NEWSTOP STORY

FG unveils new universal health coverage platform

The Federal Ministry of Health has said it has resolved to establish a Nigeria Reproductive, Maternal, Newborn, Child, Adolescent and Elderly Health Plus Nutrition (RMNCAEH+N), multi-stakeholder partnership coordination platform aimed at improving the health and wellbeing of women, children, adolescents and the elderly.

Health Minister, Dr.
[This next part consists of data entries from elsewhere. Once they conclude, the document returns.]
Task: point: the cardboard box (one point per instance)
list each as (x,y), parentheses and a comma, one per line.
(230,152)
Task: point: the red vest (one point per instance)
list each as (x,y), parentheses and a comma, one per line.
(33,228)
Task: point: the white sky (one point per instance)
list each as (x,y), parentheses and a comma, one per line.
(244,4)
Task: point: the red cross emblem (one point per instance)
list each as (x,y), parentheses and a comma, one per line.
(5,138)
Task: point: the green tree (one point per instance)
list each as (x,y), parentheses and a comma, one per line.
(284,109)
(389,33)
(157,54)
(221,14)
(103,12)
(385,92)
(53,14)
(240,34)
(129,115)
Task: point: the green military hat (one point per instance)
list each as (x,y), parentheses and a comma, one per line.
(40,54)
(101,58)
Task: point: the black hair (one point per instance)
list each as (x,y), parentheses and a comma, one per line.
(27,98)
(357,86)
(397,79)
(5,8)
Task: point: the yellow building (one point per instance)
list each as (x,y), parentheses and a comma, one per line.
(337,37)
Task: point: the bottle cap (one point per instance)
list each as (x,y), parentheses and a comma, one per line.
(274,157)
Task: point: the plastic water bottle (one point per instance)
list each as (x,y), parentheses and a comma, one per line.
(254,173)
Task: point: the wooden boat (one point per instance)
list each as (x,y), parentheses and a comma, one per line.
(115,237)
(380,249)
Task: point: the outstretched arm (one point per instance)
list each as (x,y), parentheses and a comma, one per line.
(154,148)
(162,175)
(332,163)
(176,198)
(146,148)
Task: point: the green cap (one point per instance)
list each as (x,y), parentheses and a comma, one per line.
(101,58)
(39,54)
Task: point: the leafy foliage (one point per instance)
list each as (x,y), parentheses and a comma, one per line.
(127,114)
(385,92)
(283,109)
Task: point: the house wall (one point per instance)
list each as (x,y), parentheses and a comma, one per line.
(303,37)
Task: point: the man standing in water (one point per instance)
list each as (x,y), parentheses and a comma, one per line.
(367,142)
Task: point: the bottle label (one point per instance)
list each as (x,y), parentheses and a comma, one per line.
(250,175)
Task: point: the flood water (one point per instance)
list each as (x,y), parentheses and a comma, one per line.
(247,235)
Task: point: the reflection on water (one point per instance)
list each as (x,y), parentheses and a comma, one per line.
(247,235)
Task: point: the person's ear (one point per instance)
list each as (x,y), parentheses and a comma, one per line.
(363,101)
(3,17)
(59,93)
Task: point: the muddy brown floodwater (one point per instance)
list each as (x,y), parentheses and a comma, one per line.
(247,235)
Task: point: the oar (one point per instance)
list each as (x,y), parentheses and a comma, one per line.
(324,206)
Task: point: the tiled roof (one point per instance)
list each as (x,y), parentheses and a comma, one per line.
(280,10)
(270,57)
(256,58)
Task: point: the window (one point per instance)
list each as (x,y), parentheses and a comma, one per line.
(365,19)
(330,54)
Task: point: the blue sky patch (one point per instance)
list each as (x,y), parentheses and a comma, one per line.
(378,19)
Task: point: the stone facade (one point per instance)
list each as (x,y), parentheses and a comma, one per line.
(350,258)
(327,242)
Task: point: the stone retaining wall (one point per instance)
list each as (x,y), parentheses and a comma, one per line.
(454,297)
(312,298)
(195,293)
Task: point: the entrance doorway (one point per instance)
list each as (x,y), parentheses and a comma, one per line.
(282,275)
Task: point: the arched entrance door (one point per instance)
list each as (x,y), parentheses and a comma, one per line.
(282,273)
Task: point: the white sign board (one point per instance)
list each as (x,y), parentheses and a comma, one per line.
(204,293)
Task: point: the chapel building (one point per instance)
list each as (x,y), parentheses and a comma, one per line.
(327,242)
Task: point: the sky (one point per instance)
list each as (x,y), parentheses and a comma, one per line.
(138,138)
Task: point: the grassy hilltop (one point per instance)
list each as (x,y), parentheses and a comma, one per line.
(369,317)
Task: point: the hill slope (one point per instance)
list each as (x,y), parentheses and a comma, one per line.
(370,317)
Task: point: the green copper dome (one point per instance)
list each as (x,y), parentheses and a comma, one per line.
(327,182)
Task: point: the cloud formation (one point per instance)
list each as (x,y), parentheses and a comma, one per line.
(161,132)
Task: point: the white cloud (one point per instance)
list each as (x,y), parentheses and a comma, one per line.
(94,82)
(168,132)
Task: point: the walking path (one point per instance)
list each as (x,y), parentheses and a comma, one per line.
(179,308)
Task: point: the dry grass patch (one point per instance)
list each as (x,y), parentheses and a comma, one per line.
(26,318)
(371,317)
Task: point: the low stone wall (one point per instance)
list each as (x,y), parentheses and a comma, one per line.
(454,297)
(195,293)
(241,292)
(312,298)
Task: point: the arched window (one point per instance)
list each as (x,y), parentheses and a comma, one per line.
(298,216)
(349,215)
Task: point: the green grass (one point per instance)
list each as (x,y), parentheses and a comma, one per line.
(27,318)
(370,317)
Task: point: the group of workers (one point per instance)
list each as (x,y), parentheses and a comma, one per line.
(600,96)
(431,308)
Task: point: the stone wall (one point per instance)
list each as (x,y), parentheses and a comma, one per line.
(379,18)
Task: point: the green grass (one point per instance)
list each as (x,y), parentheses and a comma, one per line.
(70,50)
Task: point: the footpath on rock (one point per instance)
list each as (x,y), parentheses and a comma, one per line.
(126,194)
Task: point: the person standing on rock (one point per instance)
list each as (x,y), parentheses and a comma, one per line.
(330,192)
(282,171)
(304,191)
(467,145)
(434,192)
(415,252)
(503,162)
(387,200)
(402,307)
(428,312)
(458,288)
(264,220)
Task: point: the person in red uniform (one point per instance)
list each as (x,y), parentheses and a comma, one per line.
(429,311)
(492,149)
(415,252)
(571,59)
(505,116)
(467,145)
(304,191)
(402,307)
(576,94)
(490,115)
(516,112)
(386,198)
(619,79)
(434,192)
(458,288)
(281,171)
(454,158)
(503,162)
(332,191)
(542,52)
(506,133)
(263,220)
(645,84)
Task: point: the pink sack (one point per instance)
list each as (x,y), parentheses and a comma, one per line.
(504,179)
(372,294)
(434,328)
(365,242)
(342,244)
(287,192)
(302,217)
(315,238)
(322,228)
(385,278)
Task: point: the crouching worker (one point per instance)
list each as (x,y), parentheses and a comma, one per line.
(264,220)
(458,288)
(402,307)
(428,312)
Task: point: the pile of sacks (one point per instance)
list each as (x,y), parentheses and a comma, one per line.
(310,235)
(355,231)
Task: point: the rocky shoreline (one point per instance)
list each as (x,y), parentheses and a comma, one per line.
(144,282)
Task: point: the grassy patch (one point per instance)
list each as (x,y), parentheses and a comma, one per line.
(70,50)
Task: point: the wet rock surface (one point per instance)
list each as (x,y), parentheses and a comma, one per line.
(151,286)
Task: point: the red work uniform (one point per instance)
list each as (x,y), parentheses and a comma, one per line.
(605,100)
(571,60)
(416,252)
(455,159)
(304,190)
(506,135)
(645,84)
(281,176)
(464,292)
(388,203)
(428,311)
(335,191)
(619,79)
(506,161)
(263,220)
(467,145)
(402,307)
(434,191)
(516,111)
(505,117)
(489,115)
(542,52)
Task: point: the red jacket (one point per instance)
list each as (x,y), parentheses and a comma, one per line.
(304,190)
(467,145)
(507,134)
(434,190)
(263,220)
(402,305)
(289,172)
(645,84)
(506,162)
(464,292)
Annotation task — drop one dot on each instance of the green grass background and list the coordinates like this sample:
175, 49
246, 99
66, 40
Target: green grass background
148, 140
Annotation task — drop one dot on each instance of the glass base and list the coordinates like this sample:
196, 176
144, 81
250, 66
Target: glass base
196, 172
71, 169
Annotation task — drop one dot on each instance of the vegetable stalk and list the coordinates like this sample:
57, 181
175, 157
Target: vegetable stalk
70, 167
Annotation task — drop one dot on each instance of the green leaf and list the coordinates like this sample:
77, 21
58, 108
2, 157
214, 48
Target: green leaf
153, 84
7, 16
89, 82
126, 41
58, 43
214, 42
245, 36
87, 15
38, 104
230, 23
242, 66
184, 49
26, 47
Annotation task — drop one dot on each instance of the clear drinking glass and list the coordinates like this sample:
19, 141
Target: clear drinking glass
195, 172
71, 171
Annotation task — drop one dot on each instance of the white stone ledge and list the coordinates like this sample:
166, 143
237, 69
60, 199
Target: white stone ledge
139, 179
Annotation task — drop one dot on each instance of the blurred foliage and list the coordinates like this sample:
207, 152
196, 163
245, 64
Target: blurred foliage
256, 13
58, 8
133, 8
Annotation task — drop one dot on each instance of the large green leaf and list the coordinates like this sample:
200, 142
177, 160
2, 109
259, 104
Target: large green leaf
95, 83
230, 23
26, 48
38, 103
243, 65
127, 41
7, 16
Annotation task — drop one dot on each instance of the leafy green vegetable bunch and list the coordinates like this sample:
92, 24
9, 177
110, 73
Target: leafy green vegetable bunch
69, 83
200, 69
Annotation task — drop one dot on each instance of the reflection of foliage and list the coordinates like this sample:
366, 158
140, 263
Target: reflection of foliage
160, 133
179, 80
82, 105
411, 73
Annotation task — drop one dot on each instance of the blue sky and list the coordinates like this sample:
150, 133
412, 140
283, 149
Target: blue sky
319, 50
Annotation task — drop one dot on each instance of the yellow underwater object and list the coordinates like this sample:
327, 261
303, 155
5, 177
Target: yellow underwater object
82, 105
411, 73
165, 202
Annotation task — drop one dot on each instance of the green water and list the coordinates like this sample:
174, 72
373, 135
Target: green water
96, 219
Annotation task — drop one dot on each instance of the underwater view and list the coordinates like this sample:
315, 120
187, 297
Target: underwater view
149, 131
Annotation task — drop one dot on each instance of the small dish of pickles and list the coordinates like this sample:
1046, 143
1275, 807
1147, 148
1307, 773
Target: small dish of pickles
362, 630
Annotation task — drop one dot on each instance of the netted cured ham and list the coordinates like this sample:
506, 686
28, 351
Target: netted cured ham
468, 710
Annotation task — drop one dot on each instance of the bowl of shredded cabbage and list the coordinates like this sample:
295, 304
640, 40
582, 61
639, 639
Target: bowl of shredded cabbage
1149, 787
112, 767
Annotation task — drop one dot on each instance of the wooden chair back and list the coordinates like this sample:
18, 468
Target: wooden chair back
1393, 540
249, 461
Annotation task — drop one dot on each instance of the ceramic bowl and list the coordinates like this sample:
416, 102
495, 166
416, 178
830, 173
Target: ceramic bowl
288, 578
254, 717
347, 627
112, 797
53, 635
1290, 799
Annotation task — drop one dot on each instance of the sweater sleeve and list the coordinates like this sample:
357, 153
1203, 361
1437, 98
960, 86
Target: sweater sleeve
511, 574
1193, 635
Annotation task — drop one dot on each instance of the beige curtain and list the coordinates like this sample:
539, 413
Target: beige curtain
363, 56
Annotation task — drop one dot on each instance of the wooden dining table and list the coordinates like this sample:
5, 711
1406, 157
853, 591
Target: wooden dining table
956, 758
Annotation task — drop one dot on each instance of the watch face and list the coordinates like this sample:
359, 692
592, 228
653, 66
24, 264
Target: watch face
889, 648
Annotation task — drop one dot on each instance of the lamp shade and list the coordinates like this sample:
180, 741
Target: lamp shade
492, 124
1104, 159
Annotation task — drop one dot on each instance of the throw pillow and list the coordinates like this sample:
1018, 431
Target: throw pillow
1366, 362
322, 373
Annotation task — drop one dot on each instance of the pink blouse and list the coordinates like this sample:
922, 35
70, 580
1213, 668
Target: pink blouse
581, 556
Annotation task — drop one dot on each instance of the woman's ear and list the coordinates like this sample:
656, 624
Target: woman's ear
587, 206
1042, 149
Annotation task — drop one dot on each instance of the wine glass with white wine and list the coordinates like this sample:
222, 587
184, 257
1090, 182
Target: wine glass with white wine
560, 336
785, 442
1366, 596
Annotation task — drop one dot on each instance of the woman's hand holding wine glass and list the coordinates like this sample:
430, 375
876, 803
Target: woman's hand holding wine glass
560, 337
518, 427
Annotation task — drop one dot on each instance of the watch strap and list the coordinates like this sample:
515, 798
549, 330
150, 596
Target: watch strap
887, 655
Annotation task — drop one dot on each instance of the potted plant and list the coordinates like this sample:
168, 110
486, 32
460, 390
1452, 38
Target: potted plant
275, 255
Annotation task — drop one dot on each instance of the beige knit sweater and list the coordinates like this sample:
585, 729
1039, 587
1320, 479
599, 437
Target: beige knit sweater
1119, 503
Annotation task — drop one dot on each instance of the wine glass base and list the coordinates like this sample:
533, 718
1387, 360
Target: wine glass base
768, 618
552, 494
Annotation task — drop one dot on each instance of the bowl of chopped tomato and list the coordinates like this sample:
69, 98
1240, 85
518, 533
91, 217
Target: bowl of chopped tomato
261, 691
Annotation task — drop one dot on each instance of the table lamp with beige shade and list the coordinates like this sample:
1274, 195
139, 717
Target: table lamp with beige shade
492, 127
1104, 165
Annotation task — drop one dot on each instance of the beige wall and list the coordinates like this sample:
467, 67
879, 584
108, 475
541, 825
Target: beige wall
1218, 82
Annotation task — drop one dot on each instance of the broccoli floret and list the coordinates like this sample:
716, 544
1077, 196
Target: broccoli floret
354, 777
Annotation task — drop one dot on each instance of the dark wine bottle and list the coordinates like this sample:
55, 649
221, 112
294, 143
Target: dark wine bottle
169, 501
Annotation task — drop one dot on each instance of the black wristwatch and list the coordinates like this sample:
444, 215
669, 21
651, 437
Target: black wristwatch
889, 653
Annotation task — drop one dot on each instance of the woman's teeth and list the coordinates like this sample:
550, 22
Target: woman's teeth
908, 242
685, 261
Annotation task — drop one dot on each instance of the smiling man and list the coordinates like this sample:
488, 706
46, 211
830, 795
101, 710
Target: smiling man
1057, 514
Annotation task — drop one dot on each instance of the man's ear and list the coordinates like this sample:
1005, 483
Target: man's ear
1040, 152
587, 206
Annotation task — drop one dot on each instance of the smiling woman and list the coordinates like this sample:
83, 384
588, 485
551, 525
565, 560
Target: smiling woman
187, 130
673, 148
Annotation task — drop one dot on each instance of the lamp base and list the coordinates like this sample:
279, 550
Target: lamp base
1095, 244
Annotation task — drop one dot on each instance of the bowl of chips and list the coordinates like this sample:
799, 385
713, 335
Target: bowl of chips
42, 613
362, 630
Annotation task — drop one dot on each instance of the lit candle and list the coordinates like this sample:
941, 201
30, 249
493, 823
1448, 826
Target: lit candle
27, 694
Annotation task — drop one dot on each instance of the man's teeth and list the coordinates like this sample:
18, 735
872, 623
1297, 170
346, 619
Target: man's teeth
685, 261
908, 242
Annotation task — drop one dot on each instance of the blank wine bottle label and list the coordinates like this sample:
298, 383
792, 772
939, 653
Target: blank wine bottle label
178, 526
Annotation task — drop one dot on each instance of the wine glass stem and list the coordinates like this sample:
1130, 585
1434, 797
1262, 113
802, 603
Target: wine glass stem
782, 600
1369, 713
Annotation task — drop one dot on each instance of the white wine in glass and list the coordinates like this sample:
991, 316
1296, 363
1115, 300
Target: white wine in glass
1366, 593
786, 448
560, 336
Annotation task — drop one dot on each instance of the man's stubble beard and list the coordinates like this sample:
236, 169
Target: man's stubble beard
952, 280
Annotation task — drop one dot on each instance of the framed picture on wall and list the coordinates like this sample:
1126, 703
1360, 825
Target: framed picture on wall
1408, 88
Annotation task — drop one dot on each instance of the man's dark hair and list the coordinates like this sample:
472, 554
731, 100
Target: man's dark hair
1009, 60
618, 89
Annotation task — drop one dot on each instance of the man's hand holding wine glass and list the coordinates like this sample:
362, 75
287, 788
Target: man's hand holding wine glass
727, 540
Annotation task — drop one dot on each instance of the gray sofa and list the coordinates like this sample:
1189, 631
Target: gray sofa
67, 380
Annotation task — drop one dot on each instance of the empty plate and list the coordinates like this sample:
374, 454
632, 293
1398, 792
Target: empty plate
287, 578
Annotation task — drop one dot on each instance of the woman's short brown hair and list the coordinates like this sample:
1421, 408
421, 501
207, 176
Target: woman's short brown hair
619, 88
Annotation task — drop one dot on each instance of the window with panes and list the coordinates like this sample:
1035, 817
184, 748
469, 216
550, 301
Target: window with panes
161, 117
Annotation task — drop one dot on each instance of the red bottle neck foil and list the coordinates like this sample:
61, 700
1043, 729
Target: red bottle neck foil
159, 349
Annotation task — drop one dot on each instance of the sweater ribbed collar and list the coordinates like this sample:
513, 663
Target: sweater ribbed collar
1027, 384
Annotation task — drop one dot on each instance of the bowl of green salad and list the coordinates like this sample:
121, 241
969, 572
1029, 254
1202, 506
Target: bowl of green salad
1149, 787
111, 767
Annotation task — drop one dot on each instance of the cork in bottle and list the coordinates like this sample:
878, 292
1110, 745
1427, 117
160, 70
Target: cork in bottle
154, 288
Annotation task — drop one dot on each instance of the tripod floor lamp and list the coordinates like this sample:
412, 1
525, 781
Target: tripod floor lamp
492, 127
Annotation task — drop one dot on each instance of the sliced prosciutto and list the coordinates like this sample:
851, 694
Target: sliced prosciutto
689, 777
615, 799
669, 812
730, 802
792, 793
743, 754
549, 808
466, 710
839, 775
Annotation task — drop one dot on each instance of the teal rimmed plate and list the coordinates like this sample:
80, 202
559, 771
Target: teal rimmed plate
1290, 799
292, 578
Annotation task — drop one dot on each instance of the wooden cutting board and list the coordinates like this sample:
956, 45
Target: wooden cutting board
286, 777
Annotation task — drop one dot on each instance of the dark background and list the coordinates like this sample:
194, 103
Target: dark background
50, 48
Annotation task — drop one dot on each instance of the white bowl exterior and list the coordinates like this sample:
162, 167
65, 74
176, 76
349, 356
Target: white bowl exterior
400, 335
Osagie Ehanire, speaking in Abuja at the unveiling the programme said the present poor health indices in the country are not acceptable to the federal government.

He said that it was in realization of government’s vision to achieve universal health coverage that the Federal Ministry of Health is repositioning its approach to partnership to maximize the impact for better outcomes.

He said: “Our health indices are unacceptably poor, with a maternal mortality ratio of 512 per 1,000 live births, under-five mortality rate of 132 per 1,000 live births and neonatal mortality rate of 39 per 1000 livebirths”.

The minister however noted that the present administration has made modest progress towards improvement of child survival and safe motherhood.

According to Ehanire, the impact was achieved through the provision of ready-to-use therapeutic food and sustaining FP2020 commitments to ensure availability of family planning services to women of reproductive age amongst other things.

In addition, the minister said that the operationalization of the National Health Act and the Basic Health Care Provision Fund will greatly improve access to quality health care for the vulnerable, particularly at the primary healthcare level.

“We have resolved to establish a Nigeria Reproductive, Maternal, Newborn, Child, Adolescent and Elderly Health Plus Nutrition (RMNCAEH+N) multi-stakeholder partnership coordination platform to be launched on Monday, 12th of October, 2020.

“The vision for this multi-stakeholder coordination platform is to harness the relative strengths of the diverse stakeholders and create opportunities to leverage resources to maximize outcomes for attainment of our shared vision for Nigerians, particularly the vulnerable population,” Ehanire said.

The minister added that the motto of the new initiative is “partnering for wellbeing of women, children, adolescents, and the elderly, encapsulates the core values that drive universal health coverage, with the aim of leaving no one behind’.

He said the federal government’s responsibility for the well-being of women, children, adolescent and elderly took cognizance of their roles in national development since they constitute a significant proportion of the Nigerian populace.

He said there is no doubt that the Covid-19 pandemic had its toll on routine health care delivery around the world and at the initial phase, severely impacted RMNCAH+N services in Nigeria, adding “that lessons learnt from the Covid-19 pandemic are being utilized to strengthen our health system and reposition it for more resilience, to improve health and wellbeing of the vulnerable across population life cycle”.